He is still at it, and the December issue of Harper's features an article entitled "The Necessity of Agriculture" taken from a speech he gave in May of this year. The entire piece is a must-read, but I have tried to pull the best lines out below; it was a hopeless task because the whole thing is just amazingly insightful and spot-on. A sampling:
"We seem now to be coming to a time when we will have to recognize the love of farming not as a quaint souvenir of an outdated past but as an economic necessity. And that recognition, when it comes, will bring with it a considerable embarrassment."
Go read the whole thing. It's all of about two pages long, and it's probably the best thing you'll read this month. The quoting of "Faust" is worth it all by itself.

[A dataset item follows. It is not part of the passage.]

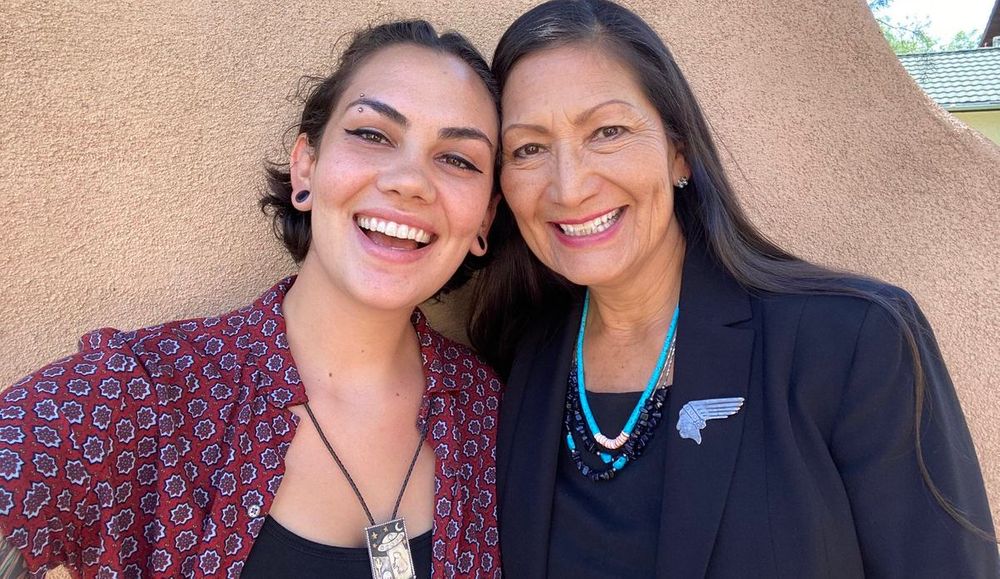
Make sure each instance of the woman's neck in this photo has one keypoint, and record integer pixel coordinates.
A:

“Policy makers…are hoping newly unemployed young people will help revive Japan’s dwindling farm population...‘If they can’t find workers over the next several years, Japan’s agriculture will disappear,’ But this effort is falling significantly short of success because “many young people end up returning to cities, unable to adjust to life in the countryside.” To their surprise, evidently, farming involves hard work, long hours, and getting dirty—not to mention skills that city-bred people don’t have. Not to mention the necessity of loving farmwork if you are going to keep at it."
"And in Japan, as opposed to the United States…They even think agriculture may be a good thing for a nation of eaters to have."
"If agriculture and the necessity of food production ever penetrate the consciousness of our politicians and economists, how successful will they be in job-training our overeducated, ignorant young people to revive our own aging and dwindling farm population?"
"What will it take to get significant numbers of our young people, white of collar and soft of hands, to submit to hard work and long days, not to mention getting dirty?"
"… the necessity of agriculture will not be widely recognized without the sterner necessity of actual hunger."
"…our informal but most effective agricultural policy has been to eat as much, as effortlessly, as thoughtlessly, and as cheaply as we can, to hell with whatever else may be involved."
"But we, who have decided as a nation and by policy not to love farming, have escaped it, for a while at least, by turning it into an 'agri-industry.'”
"But agri-industry…has given us massive soil erosion and degradation, water pollution, maritime hypoxic zones; destroyed rural communities and cultures; reduced our farming population almost to disappearance; yielded toxic food; and instilled an absolute dependence on a despised and exploited force of migrant workers."
"We have ahead of us a lot of hard work that we are not going to be able to do with clean hands. We had better try to love it."